Еще многолюднее были, конечно, народные собрания, которые изображаются следующим образом в почти современном Карлу описании. Тогда был обычай созывать общие собрания не чаще двух раз в год. На одном обсуждались дела текущего года, и принятые тут решения подвергались изменениям только в тех случаях, когда к тому вынуждала крайняя нужда, затрагивавшая одинаково все государство. На это собрание являлась масса вельмож духовных и светских, крупнейшие — для постановки решений, более мелкие — для ознакомления с ними, а иногда также для участия в совещаниях и для закрепления решений своими соображениями и голосами. То же собрание служило и для приема ежегодных подарков. На втором собрании присутствовали, напротив, только почетные лица и главные советники; тут обсуждались дела следующего года, если оказывалось что-нибудь, требовавшее заранее решения или принятия мер. В том и другом собрании на обсуждение и рассмотрение вельмож предлагались по приказу короля законопроекты, называвшиеся capitula и составленные самим королем по внушению Бога или предложенные ему со стороны. Выслушав эти сообщения, вельможи обсуждали их день, два, три или более, смотря по важности дел. Дворцовые посланцы передавали предлагаемые им вопросы и приносили на них ответы. Никто из иностранцев не подходил к месту заседания, пока не было закончено обсуждение отдельных вопросов и результат его не был предложен на усмотрение великого государя, который с данной ему от Бога мудростью принимал свое решение, для всех обязательное. Так обсуждались один за другим все капитулярии, пока не были разрешены все текущие дела. Сам государь в это время находился среди собравшегося народа, принимая подарки, приветствуя вельмож, разговаривая с теми, кого видел редко, выказывая участие к старикам, шутя с молодыми, обращаясь одинаково с духовными и мирянами. Однако в случае желания советников король отправлялся к ним, проводил с ними столько времени, сколько они желали, и там они вполне свободно высказывали ему свои мнения обо всем и разъясняли возникавшие между ними разногласия.

В хорошую погоду все это происходило под открытым небом, в противном случае в отдельных зданиях, где заседали члены совета и остальной народ и куда не допускались люди более мелкие.

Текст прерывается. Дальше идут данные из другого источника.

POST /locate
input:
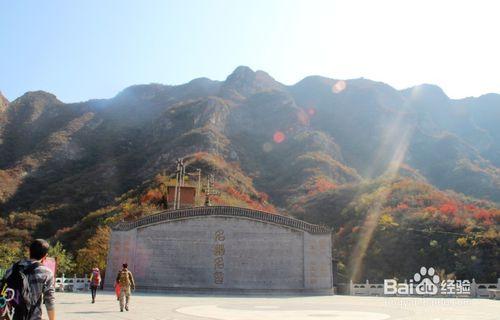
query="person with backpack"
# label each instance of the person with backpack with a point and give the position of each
(126, 282)
(27, 283)
(95, 282)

Место собрания вельмож разделялось на две половины, из которых в одной заседали отдельно от мирян епископы, аббаты и высшие клирики. Равным образом графы и другие сановники с раннего утра сходились отдельно от остального народа до тех пор, пока собирались все в присутствии короля или без него; и тогда названные вельможи, по установленному обычаю, созывались — духовные в свою залу, а светские в свою, где для них были, как следует, приготовлены сидения. Отделенные таким образом от толпы вельможи имели право, смотря по свойству рассматриваемого дела, заседать вместе или отдельно. Точно так же они могли призывать кого угодно для осведомления и удалять его по миновании надобности. Так обсуждались вельможами вопросы, предложенные им королем на рассмотрение. Другим занятием для короля был опрос каждого о том, что он может сообщить интересного о своей области. Не только дозволялось, но и прямо предписывалось всем в промежуток между собраниями собирать какими бы то ни было способами точные сведения о происходящем внутри и вне государства. Король осведомлялся, не волнуется ли в какой области народ и что за причина его волнения, не слышно ли народного ропота или чего-нибудь необычайного, чем должен заняться совет. Он осведомлялся и о внешних делах, не хочет ли взбунтоваться какое из покоренных племен, или из взбунтовавшихся племен покориться, или из еще незатронутых напасть на государство и т. под. Во всех этих случаях, по поводу всякой опасности, король допытывался прежде всего, какими причинами вызывалось то или другое.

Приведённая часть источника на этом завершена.